As countries across the globe are working on regulatory frameworks for artificial intelligence (AI), tech major Google on Thursday pitched for a risk-based approach for such regulations. This means that instead of imposing uniform rules for all AI applications, the regulations should take into account the level of risk posed by different uses of AI.
“We are particularly in favour of AI regulations that are sort of risk-based, instead of a one-size fits all approach. The regulation should be in proportion to the risk different AI models pose. It should be at the level of the application rather than at the level of the technology,” Pandu Nayak, vice president of Search at Google, told FE on the sidelines of the Global Partnership on Artificial Intelligence (GPAI) Summit.
“You look at the applications and see what are the actual risks. ‘One size fits all’ kind of approach doesn’t make sense. For example, in agriculture risks from using AI are very different from what you might find in other areas,” Pandu added.

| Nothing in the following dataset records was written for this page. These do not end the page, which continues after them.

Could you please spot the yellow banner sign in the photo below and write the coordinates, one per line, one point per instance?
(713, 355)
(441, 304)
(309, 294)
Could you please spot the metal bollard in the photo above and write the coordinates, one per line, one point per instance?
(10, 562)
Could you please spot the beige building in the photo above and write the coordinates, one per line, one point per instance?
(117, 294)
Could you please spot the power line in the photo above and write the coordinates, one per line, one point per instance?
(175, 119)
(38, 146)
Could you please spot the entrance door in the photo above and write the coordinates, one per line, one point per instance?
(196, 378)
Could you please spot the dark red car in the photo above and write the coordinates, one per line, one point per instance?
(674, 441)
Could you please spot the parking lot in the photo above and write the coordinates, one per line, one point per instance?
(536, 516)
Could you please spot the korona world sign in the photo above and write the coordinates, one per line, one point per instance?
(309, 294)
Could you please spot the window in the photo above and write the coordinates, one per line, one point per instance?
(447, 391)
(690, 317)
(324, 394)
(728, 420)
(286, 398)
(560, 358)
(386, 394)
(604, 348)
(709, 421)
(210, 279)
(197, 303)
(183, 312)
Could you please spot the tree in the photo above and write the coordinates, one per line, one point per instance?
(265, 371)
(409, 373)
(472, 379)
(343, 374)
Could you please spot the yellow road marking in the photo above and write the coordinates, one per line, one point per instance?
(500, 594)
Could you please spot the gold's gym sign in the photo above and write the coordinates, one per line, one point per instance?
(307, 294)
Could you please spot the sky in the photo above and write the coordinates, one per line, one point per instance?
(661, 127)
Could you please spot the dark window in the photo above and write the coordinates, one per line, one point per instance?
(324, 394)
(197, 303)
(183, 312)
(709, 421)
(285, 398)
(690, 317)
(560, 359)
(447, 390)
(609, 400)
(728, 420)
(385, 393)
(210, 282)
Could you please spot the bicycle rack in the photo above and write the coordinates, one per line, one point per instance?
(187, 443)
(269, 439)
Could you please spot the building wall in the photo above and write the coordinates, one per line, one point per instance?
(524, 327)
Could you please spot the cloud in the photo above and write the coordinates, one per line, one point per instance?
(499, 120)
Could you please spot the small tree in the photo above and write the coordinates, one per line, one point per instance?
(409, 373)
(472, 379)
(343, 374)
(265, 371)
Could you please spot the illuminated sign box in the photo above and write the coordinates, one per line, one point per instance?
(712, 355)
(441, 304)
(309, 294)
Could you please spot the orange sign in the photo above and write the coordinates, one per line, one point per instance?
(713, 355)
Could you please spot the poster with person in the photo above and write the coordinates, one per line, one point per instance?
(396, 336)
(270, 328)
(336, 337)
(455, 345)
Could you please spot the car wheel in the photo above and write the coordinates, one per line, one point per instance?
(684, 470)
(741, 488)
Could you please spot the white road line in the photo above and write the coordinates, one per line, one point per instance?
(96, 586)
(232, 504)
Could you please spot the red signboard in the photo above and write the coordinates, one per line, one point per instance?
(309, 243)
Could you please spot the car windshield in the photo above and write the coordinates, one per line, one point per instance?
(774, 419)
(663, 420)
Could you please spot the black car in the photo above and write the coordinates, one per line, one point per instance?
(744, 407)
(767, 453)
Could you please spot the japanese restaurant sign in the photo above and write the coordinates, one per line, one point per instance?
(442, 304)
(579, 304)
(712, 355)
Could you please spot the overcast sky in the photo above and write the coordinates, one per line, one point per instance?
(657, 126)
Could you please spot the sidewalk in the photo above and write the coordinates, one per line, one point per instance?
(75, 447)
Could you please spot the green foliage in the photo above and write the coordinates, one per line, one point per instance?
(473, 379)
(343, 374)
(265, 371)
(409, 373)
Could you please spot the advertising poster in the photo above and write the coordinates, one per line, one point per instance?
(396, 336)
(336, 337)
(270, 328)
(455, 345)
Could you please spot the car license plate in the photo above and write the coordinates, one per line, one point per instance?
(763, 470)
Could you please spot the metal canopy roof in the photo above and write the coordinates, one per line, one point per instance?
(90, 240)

The application layer for generative AI means the stage where the technology is being deployed for use cases. The core technology of generative AI platforms is where the large-language models exist.
When asked about how Google is tackling biasness in its search results as well as generative AI platform Bard, Nayak said, “there’s a lot of research going on in terms of what biasness means and how you address it. Fundamentally, it can be addressed by training the models on good datasets. We are partly mitigating that by making sure that we don’t train on unsafe content”.
Lately, Google’s generative AI platform Bard made the rounds on social media when a user had flagged a screenshot, in which Bard refused to summarise an article by a right wing online media on the ground that it spreads false information and is biased. Post the instance, the government came up with an advisory that any instances of bias in the content generated through algorithms, search engines or AI models of platforms like Google Bard, ChatGPT, and others will not be entitled to protection under the safe harbour clause of Section 79 of the Information Technology Rules.
“I think, fundamentally, you have to ask yourself, what kind of bias are you concerned about? There are already laws in place that say certain types of biases are not allowed. So that is why we are pushing for a risk-based approach, proportionate to a particular use case,” Nayak said.
Another area, which Nayak talked about that would help in mitigating biasness of generative AI platforms is through cross-border trusted data flows.
“With the cross border data flow, the training data that can be used will represent a diverse demographic and diverse set of people, and that is useful to address bias,” Nayak said.
On Wednesday, minister of state for electronics and IT Rajeev Chandrasekhar told FE the government will share the public data available with it, only with firms which have a proven track record and can be categorised as trusted sources.
Nayak was in-line with the government’s approach to enable access of datasets to trusted AI platforms.